This first year was really more about get my muscles and entire body used again to movement and force. I feel now after 1 year I am ready for more dynamic or demanding excercises.

 

My goal is to get stronger, not to build muscle. I take it for granted that building strength through bodyweight training has a different kind of progression and type of result than lifting weights.

 

I don't do extensive cardio, but ropejump for 10/15 minutes to warm up.

 

One of the things I learned is to eat, eat a lot (not tooo much), eat the right food and eat often. I digest quickly, that's why I am skinny, so there is not really anything to rebuild  muscles at the end of the day if I don't eat right.
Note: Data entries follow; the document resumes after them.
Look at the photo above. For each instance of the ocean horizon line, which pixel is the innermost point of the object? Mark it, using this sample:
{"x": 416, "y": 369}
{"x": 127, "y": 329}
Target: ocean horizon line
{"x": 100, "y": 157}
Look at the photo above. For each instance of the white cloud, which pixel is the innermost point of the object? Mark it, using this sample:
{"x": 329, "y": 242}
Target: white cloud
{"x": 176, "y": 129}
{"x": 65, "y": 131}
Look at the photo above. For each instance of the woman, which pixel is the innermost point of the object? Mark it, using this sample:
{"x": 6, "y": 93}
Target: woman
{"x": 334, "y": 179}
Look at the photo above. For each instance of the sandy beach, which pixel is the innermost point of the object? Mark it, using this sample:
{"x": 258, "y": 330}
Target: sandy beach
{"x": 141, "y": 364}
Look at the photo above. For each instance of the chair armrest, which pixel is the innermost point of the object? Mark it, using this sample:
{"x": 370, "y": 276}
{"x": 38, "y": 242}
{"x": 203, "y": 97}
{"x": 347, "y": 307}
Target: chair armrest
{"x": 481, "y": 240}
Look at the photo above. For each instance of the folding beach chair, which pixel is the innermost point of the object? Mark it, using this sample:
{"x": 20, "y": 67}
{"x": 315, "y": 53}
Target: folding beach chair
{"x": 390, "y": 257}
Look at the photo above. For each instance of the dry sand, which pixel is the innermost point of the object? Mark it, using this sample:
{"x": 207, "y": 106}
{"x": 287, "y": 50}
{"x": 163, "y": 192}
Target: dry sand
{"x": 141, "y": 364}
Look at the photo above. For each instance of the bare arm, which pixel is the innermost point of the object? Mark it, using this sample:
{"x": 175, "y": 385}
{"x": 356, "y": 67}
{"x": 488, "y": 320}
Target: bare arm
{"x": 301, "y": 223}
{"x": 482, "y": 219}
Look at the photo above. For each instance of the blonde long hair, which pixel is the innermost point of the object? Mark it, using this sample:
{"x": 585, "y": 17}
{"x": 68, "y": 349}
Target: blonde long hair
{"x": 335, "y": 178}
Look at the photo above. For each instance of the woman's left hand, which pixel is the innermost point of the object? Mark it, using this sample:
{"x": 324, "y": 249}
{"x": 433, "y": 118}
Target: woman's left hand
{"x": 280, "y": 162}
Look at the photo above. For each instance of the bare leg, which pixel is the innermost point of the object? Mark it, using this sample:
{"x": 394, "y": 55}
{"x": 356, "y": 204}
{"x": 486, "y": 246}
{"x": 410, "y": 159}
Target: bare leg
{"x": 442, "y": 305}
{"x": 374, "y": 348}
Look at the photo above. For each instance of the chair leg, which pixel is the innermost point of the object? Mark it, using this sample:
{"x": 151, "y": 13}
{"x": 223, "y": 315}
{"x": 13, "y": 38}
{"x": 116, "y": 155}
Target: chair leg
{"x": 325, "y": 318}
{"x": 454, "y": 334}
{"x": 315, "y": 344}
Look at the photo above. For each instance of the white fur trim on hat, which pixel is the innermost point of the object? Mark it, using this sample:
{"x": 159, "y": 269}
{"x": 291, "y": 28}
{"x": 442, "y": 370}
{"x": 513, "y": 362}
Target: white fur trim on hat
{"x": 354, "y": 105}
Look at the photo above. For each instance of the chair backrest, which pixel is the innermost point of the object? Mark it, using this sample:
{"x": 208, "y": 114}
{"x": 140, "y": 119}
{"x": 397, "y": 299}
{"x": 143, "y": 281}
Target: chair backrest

I eat 7 times a day now. Spreading meals through the day instead of stuffing 3 times a day also helps me from feeling faint or getting headaches. Meals are like: breakfast oatmeal, snack banana, bit later some nuts, lunch pasta/rice/quinoa (from the day before or a few portions made in advance, snack apple, diner, evening snack quark/cottage cheese. After workout I useally take shake of plantbased protein, almont milk, banana and cacao (ideas about protein may vary, but I feel good about it).

 

Another thing is I vary my excercises, muscles quickly get used to an excercise If done everyday. And split up my workout so that the muslces worked get plenty time to recover.

 

I measure my progression not day by day (that will depress you for sure), but for example one day I can do 10 dips in the rings, I leave that excercise for a while, practice on pushup variations, and a few weeks later do dips again and notice that now I can do 20.

 

And also don't compare too much. There's guys outthere with amazing bodies and strength (take someone like frank medrano) but they spend a huge amount of their day on training, I don't have that time, I have a family and a full job. There will be a lot of things that I know I am not gonna achieve.

 

I will never be a big muscled guy,  but I see myself as succesfull cause I'm sticking to it, getting stronger and making progression day by day. 

 

I get my motivation to keep training from a drug addict that recovered and said:

"I don't have to stay clean the rest of my entire life, I just have to wake up every morning and stay clean for one day"

 

Don't quit.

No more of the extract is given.